The attorney's general allege that UBS misrepresented the integrity of the LIBOR benchmark by hiding, misrepresenting, and failing to disclose that UBS made US Dollar LIBOR submissions to avoid negative publicity and protect the reputation of the bank. They also allege that UBS made Japanese Yen LIBOR submissions to benefit its derivatives trading positions.

As a result of this fraud, UBS made millions of dollars when government entities and not-for-profit organizations entered into swaps and other financial instruments with UBS without knowing that UBS and other banks on the US Dollar-LIBOR-setting panel were manipulating their LIBOR submissions.

Governmental and not-for-profit entities with LIBOR-linked swaps and other financial instruments with UBS will be notified if they’re eligible to receive a distribution from the settlement fund.

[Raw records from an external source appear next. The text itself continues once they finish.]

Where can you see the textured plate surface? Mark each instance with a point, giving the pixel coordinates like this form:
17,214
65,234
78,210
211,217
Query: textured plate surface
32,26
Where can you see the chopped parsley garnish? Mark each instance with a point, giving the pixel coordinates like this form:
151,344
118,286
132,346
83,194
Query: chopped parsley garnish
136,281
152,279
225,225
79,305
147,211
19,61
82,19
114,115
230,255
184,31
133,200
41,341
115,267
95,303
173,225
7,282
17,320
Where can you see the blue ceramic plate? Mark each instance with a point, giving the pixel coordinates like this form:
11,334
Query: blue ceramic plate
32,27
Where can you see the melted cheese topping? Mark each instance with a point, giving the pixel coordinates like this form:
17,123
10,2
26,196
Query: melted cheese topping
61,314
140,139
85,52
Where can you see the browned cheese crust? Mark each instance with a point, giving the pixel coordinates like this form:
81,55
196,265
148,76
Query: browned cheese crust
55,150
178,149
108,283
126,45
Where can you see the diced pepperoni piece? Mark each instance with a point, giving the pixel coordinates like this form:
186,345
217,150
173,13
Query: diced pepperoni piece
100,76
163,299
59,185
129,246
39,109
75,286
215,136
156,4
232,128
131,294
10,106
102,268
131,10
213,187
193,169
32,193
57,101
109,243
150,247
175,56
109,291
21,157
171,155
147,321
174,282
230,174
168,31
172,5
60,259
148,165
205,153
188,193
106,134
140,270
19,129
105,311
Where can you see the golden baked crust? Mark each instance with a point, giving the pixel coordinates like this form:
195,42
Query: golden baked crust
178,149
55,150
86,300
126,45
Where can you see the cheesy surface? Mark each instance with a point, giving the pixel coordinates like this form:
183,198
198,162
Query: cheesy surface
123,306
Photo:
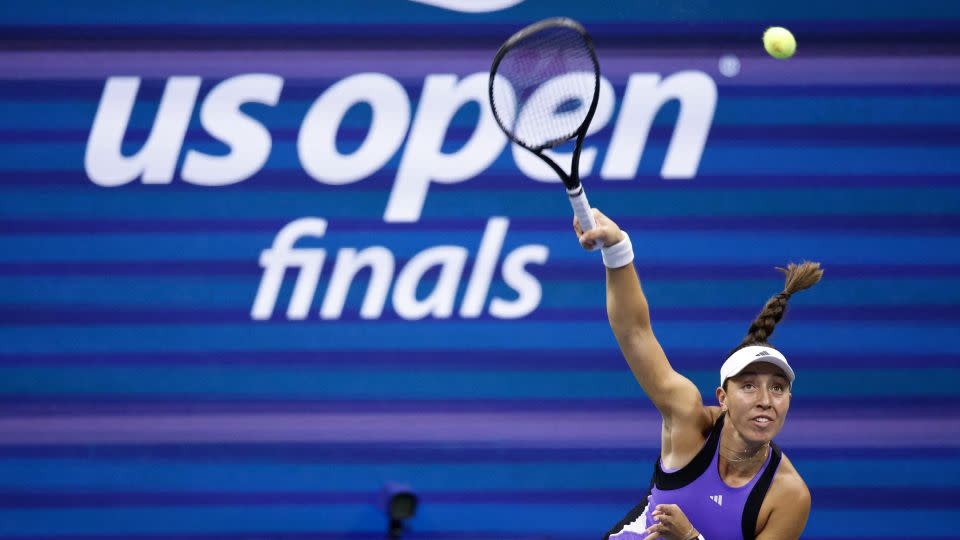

UBS is the fourth US Dollar-LIBOR-setting panel bank under investigation by the state attorneys general to resolve the claims against it. With the UBS settlement, the states have collected $488 million in payments from the four banks, almost all of which will be distributed to state and local government entities and not-for-profits that have been harmed by these banks. 

Under the settlement agreement, UBS will continue to cooperate with the states’ ongoing investigation, which helps with the distribution of funds to victims, Underwood said. 

The working group includes the attorneys general of Alabama, Alaska, Arizona, Arkansas, California, Colorado, Connecticut, Delaware, District of Columbia, Florida, Georgia, Idaho, Illinois, Indiana, Iowa, Louisiana, Maine, Maryland, Massachusetts, Minnesota, Missouri, Montana, Nevada, New Hampshire, New Jersey, New Mexico, New York, North Carolina, North Dakota, Ohio, Oklahoma, Oregon, Pennsylvania, Rhode Island, South Carolina, Tennessee, Virginia, Washington, West Virginia, and Wisconsin.